Top Tools for Homeworking Success
Despite the best policies, human error is inevitable. Therefore, the right tools are essential to help protect employees and to provide secure remote access within local government:
- VPN: A VPN-protected connection is among the most straightforward and most essential security solution. A good VPN connection is encrypted and cannot be easily intercepted or undermined.
- Remote Desktop Protocol (RDP): RDP involves desktop sharing: users connect directly to another machine rather than simply connecting to a private network. RDP should only be used with validated company IT administrators and also in conjunction with a VPN to minimise security risk.
- Cloud: Organisations can pick from various cloud solutions to establish a remote digital environment. In fact, a multi-cloud approach offers increased security and greater flexibility, transparency and scalability for public sector agencies.
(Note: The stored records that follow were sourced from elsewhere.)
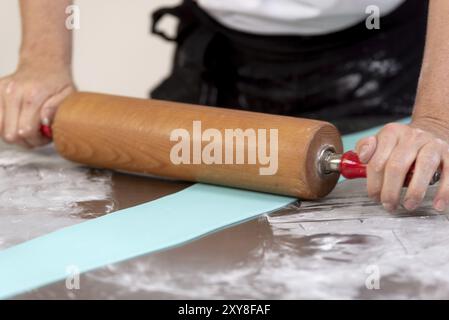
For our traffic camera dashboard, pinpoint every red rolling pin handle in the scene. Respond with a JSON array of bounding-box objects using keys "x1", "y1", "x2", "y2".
[
  {"x1": 40, "y1": 118, "x2": 441, "y2": 186},
  {"x1": 340, "y1": 151, "x2": 441, "y2": 186},
  {"x1": 40, "y1": 125, "x2": 53, "y2": 139}
]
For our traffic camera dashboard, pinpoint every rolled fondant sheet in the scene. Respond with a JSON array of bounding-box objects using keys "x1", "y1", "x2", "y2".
[{"x1": 0, "y1": 120, "x2": 406, "y2": 298}]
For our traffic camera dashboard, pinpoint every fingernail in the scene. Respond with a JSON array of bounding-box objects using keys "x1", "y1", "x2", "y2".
[
  {"x1": 5, "y1": 81, "x2": 14, "y2": 94},
  {"x1": 382, "y1": 203, "x2": 396, "y2": 212},
  {"x1": 404, "y1": 200, "x2": 419, "y2": 211},
  {"x1": 435, "y1": 200, "x2": 446, "y2": 212},
  {"x1": 359, "y1": 144, "x2": 369, "y2": 162}
]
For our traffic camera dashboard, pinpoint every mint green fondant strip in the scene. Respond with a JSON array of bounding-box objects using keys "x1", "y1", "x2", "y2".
[
  {"x1": 0, "y1": 184, "x2": 295, "y2": 298},
  {"x1": 0, "y1": 119, "x2": 410, "y2": 298}
]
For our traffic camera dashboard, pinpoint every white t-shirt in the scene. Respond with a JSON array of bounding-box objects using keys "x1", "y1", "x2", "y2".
[{"x1": 196, "y1": 0, "x2": 405, "y2": 35}]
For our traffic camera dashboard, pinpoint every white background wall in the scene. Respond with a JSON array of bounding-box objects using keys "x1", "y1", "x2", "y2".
[{"x1": 0, "y1": 0, "x2": 180, "y2": 97}]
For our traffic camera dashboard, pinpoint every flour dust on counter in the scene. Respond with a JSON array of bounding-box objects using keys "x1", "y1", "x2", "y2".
[{"x1": 0, "y1": 144, "x2": 114, "y2": 250}]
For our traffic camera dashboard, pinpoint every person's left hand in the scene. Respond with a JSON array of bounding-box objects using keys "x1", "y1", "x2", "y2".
[{"x1": 356, "y1": 121, "x2": 449, "y2": 212}]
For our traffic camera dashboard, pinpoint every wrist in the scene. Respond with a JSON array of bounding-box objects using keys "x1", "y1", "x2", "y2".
[{"x1": 19, "y1": 45, "x2": 72, "y2": 68}]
However, cloud service providers should provide a ‘Security Service Level Agreement (SSLA); and to minimise cloud computing security risks users should enable two-factor authentication and consider the use of hardware/software tokens.
- Mobile Device Management: Mobile Device Management (MDM) will allow authorities to place controls on end-user devices, segmenting business use and data from personal use and data. It’s also important to establish and enforce ‘tiered levels’ for remote access, based on role, and require multifactor authentication for administrative access.
Making a Homeworking Security Policy work
The foundation for local authorities implementing secure homeworking environments requires an IT security programme that instils zero-trust policies (ie ‘don’t trust anything) and clearly defines what is safe, secure and permissible. This won’t happen overnight, but it’s important to implement a remote work plan as soon as possible to improve security in the medium and long term.
And for a policy to work, IT must deliver the right solutions; from the remote endpoint (‘the edge’), to the datacentre, to the cloud, and back. A comprehensive security policy needs to protect devices, networks and storage while providing a seamless user experience. Above all, it needs to protect the data no matter where it resides. Today’s adage is “data is everywhere, so security needs to be everywhere”.
During this period of extended homeworking, a security and risk management plan for remote employees — and the immediate steps your team can take — are mission-critical. Careful execution of these procedures will bolster the security posture of the workforce to mitigate the risks associated with homeworking, both for local authorities and their employees.